Second Step – deformation measurement

In the second step of the measurement, the deformation of the material is measured aswell as the elasticity, plasticity and the hysteresis. A load of 100mN to 600mN is applied to the sample and the deformation and other parameters, such as elasticity, plasticity and hysteresis are measured. The deformation is measured in mm/N, which means that a higher number indicates a more flexible material and the other way around.

The availability of these three basic parameters – roughness/ smoothness, real softness and stiffness/deformation – allows the use of the device in various application areas.

The manufacturing process can be optimized in several ways; an example is the chemical consumption (e.g. softener chemicals or lotion), another one, the setting of machine parameters or the optimization of the blade lifetime. Having the three basic parameters available that determine the human hand feeling is a great achievement. Never before, it has been possible to measure these three parameters individually. Of course humans are able to detect differences in real softness, roughness and stiffness, but only if the quality of the tested material is far away from each other – e.g. comparing a piece of sandpaper with a piece of silky material, extremely rough against extremely smooth.


TSA – Tissue Softness Analyzer helps to shift the measurement of softness, roughness and stiffness


From the single parameters – real softness, roughness, stiffness etc. – a hand feel value can be calculated, which correlates very well with the human feeling. This is done by the help of different mathematical models/ algorithms. Product and/or region specific algorithms can be developed; this is necessary, because people from different regions of the world have a different expectation in terms of “good feeling”. The different algorithms can take this into account.


Application examples

Adding softener in the tissue production/Application of lotion in the tissue converting.

Different methods are used in order to enhance the softness of tissue using chemicals:
» Adding softeners at the wet end;
» Applying softeners on the felt;
» Applying lotion.

In order to obtain good quality at any time and because an objective way to measure the impact of the softener or lotion was not available in the past, both is often overdosed. Of course, a hand panel can help to evaluate the quality of tissue material to a certain extent.

However, to achieve results that can be used to quantify the quality of the tested material and to find out where processes can be optimized, huge efforts are necessary: cost are too high, too much manpower and too much time are necessary.

The solution: an objective testing device should be used, the TSA – Tissue Softness Analyzer.

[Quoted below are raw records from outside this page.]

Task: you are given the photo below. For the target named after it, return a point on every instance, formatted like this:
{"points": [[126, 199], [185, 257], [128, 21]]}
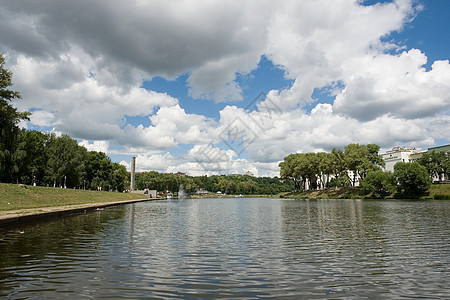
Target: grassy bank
{"points": [[436, 191], [14, 197]]}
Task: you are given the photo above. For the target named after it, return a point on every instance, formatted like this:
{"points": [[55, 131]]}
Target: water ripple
{"points": [[234, 248]]}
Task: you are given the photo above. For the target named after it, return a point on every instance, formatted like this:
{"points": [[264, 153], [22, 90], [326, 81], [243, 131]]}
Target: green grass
{"points": [[14, 197]]}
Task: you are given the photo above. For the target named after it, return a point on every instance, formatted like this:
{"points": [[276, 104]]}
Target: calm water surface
{"points": [[234, 248]]}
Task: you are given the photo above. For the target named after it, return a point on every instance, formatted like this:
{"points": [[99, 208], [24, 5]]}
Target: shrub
{"points": [[379, 184], [412, 178]]}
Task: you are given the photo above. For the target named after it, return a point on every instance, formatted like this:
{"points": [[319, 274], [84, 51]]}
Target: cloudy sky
{"points": [[218, 87]]}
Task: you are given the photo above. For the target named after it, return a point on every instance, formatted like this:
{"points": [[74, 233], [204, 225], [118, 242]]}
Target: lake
{"points": [[249, 248]]}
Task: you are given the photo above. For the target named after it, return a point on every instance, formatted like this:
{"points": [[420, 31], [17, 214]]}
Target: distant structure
{"points": [[398, 154], [133, 172]]}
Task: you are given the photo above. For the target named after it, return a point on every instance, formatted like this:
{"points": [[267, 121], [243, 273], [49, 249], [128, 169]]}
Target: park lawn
{"points": [[14, 197]]}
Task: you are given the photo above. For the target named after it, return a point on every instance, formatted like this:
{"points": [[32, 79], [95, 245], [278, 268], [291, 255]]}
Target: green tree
{"points": [[66, 162], [98, 171], [361, 159], [120, 178], [338, 169], [412, 178], [9, 130], [288, 170], [379, 184], [33, 145]]}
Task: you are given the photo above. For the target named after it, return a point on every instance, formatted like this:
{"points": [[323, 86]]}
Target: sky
{"points": [[225, 87]]}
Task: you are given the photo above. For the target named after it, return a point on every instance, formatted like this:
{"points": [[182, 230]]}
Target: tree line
{"points": [[324, 170], [32, 157], [58, 161], [311, 171], [228, 184]]}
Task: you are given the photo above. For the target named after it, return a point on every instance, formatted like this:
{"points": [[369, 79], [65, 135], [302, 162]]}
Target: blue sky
{"points": [[170, 83]]}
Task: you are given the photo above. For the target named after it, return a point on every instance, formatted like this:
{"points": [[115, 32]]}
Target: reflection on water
{"points": [[238, 247]]}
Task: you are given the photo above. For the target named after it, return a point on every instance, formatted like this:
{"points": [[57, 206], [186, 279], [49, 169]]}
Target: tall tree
{"points": [[33, 163], [9, 131]]}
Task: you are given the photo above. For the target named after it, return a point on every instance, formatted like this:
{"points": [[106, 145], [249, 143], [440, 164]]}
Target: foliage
{"points": [[9, 131], [14, 197], [66, 162], [361, 159], [323, 170], [437, 163], [379, 184], [228, 184], [412, 178]]}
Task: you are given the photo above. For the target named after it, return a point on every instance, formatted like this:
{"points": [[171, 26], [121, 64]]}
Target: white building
{"points": [[398, 154]]}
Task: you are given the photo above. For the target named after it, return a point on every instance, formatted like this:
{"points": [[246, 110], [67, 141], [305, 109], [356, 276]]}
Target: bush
{"points": [[379, 184], [412, 178]]}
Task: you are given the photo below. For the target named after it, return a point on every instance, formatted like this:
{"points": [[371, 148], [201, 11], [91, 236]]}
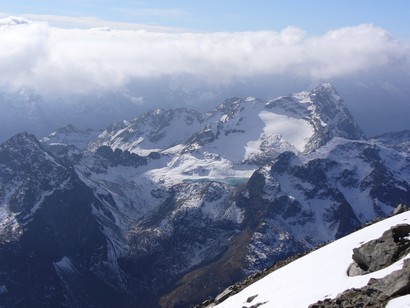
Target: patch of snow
{"points": [[399, 302], [320, 274]]}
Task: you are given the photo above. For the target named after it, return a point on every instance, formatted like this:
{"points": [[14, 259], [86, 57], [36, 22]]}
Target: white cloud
{"points": [[53, 60]]}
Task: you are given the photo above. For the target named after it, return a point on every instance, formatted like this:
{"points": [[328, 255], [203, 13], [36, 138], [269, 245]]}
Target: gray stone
{"points": [[382, 252], [401, 208]]}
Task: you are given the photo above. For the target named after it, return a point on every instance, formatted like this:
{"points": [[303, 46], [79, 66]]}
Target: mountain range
{"points": [[175, 205]]}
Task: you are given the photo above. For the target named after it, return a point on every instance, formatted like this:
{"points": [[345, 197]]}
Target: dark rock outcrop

1. Measuring the softness of selected samples (tissue raw material) using the TSA, setting delivery specifications;

2. Determining the optimal amount of lotion to be applied using TSA measurements (carry out machine testing with increasing application quantity and use tissue of which the softness is on the lower limit of the agreed specification);

3. Choosing the softener with the best cost-performance ratio;

4. Incoming control of the raw material.

This is just one of many examples, how the TSA can be used to reach several targets at the same time. The example above shows, how the device can be used to optimize the dosage of softener chemicals in the production or of lotion in the converting. The device can be used from the beginning of the production process (defining the right fiber mix, long/short fibers, virgin/ recycled fibers etc.) until the final product (quality control), it delivers objective data; the measurements are repeatable and reliable. No subjectivity disturbs a reliable measurement of the tissue quality anymore.